Results: A significant inverse correlation was observed between CACNA1C expression and RCHOP resistance in two independent DLBCL cohorts, and CACNA1C expression was an independent prognostic factor for RCHOP resistance after adjusting for International Prognostic Index, cell-of-origin classification, and MYC/BCL2 double expression. Loss of CACNA1C expression reduced rituximab-induced apoptosis and tumor shrinkage. We further demonstrated direct interaction of CACNA1C with CD20 and its role in CD20 stabilization. Functional modulators of L-type calcium channel showed expected alteration in rituximab-induced apoptosis and tumor suppression. Furthermore, we demonstrated that CACNA1C expression was directly regulated by miR-363 whose high expression is associated with worse prognosis in DLBCL.

Conclusions: We identified the role of CACNA1C in rituximab resistance, and modulating its expression or activity may alter rituximab sensitivity in DLBCL.

Figure 1:. CACNA1C expression and significance in DLBCL patients and normal B cells.

(A) The mRNA expression of CACNA1C was lower in rituximab-resistant patients compared to rituxixmab-sensitive patients (p=0.009), while CD20 mRNA expression showed no correlation (p=NS). (B) The protein expression of CACNA1C was negative in one case with rituximab resistance and positive in the other case with rituximab sensitivity, while CD20 protein expression was positive in both of them. (C) In an independent DLBCL cohort, there was no significant difference in CACNA1C mRNA expression between GCB-DLBCL and ABC-DLCBL subtypes (p=NS). (D) Of the normal B-cell subsets, centrocytes and plasmablast showed comparatively lower expression of CACNA1C. (E) The patients with lowest quartile of CACNA1C expression showed inferiors OS (HR=1.974, p=0.020).

Figure 2:. The effect of CACNA1C downregulation on rituximab-induced apoptosis and tumor inhibition.

(A and B) The interference with shRNA to CACNA1C reduced the percent of rituximab-induced cell apoptosis (p<0.05) in OCI-ly7 and OCI-Ly8 cell line. (C) In xenograft mice models of OCI-ly7 cell line, downregulation of CACNA1C by its shRNA obviously suppressed rituximab-induced tumor shrinkage in tumor volume and weight (p<0.05).

Figure 3:. The interaction between CACNA1C and CD20 molecules during rituximab action.

(A) CD20 (green light) and CACNA1C (red light) molecules exhibited a similar polarized distribution after rituximab treatment of 0, 2, and 12 h.

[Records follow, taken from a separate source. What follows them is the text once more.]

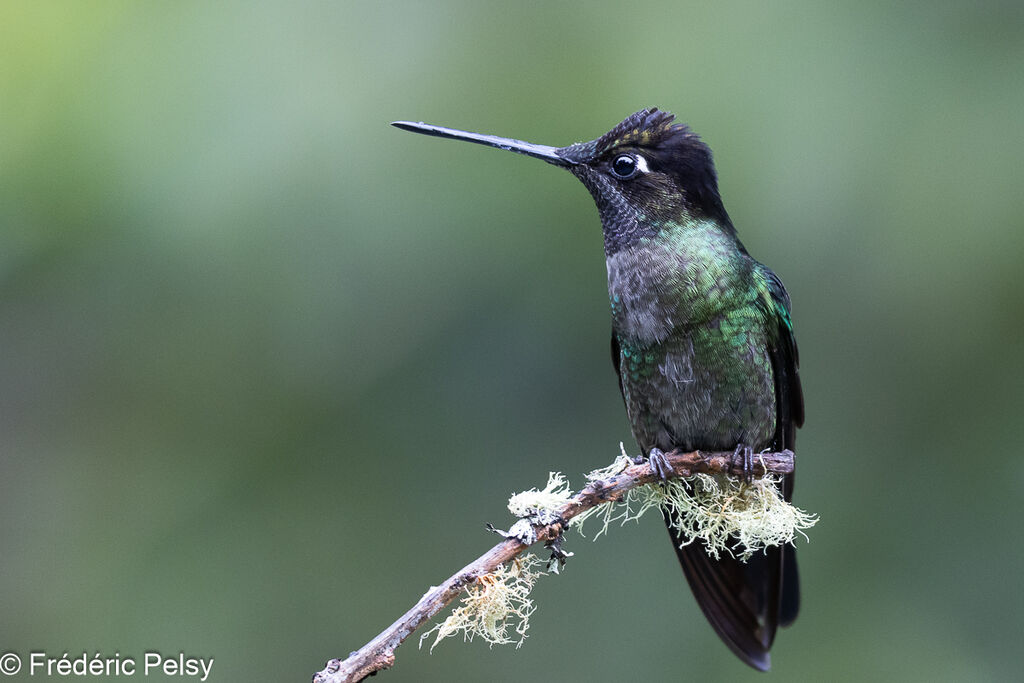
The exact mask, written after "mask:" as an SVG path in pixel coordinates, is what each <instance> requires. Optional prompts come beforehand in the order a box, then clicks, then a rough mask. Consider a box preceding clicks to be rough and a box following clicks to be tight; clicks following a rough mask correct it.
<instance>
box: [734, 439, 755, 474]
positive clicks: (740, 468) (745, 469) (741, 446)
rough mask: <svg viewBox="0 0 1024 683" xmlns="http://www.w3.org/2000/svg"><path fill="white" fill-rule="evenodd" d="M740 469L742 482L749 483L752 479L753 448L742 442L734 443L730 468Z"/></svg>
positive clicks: (753, 463) (748, 445)
mask: <svg viewBox="0 0 1024 683" xmlns="http://www.w3.org/2000/svg"><path fill="white" fill-rule="evenodd" d="M731 469H733V470H736V469H738V470H740V476H742V478H743V483H750V482H751V481H752V480H753V479H754V449H752V447H751V446H749V445H743V444H742V443H738V444H736V450H735V451H733V452H732V468H731Z"/></svg>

Their overlapping distribution (yellow light) was captured in the plasma membrane in the merged phase. (B) CACNA1C protein was detected in anti-CD20 pull-down protein using western blot after rituximab treatment of 2 h in OCI-ly7 cells. (C) Knockdown of CACNA1C expression with transduced shRNAs did not affect CD20 mRNA levels, but downregulated CD20 protein expression. Other isoforms of α1 subunits, such as CACNA1D, CACNA1F, and CACNA1S, showed no obvious alteration. (D) Proteasome inhibitor bortezomib (20nM) restored CD20 expression after administration of 6 h in OCI-ly7 cells.

Figure 4:. The influence of L-type calcium channel modulators on rituximab-induced apoptosis and tumor suppression.

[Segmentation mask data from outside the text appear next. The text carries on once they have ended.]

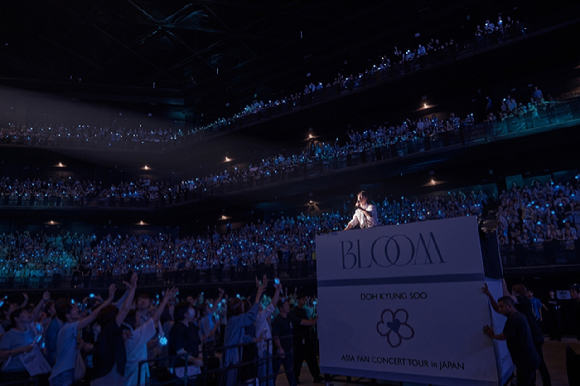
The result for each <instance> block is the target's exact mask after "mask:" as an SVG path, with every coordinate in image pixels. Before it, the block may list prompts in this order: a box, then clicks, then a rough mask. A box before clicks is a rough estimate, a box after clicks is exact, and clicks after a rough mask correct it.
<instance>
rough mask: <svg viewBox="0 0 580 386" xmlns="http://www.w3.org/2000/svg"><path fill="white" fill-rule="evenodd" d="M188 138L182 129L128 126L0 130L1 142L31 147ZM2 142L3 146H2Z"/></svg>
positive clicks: (15, 126)
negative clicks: (56, 143)
mask: <svg viewBox="0 0 580 386" xmlns="http://www.w3.org/2000/svg"><path fill="white" fill-rule="evenodd" d="M183 136H184V132H183V131H182V130H180V129H173V128H157V129H145V128H142V127H141V125H139V127H138V128H125V127H118V128H115V127H96V126H90V125H77V126H67V125H42V124H34V125H26V124H10V125H9V126H8V127H2V128H0V141H1V142H6V143H23V144H27V145H41V146H51V145H54V144H56V142H57V141H60V140H77V141H78V142H79V143H78V144H79V145H80V144H81V143H82V142H90V143H91V144H99V143H101V144H111V143H116V142H126V143H136V144H137V143H172V142H177V141H179V140H180V139H181V138H182V137H183ZM1 142H0V143H1Z"/></svg>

(A) The agonist of L-type calcium (Bay K8644) enhanced the rituximab-induced apoptosis, while the antagonist of L-type calcium channel (nimodipine) attenuated the rituximab-induced apoptosis (p<0.01) in DLBCL cell lines. (B) In PDX mouse models, rituximab combined with agonist (Bay K8644) markedly enhanced rituximab action (p<0.05). Neither its combination with antagonist (nimodipine) nor modulators of L-type calcium channel alone showed obvious effect on tumor growth (p>0.05).

Figure 5:. The association of miRNA-363 with CACNA1C expression and rituximab-induced apoptosis.

(A) The miRNA-363 inhibited the luciferase activity in 293T cells with wild-type (WT) 3’UTR of CACNA1C gene, but did not affect it in cells with mutant 3’UTR of CACNA1C gene (p<0.01). (B) The ectopic expression of miRNA-363 reduced CACNA1C and CD20 protein expression in OCI-ly7 and OCI-ly8 cell lines. (C) The ectopic expression of miRNA-363 decreased rituximab-induced apoptosis in OCI-ly7 and OCI-ly8 cell lines (p<0.05). (D) The knockout of miRNA-363 led to the upregualtion of CACNA1C expression and (E) the increase of rituximab-induced apoptosis (p<0.05).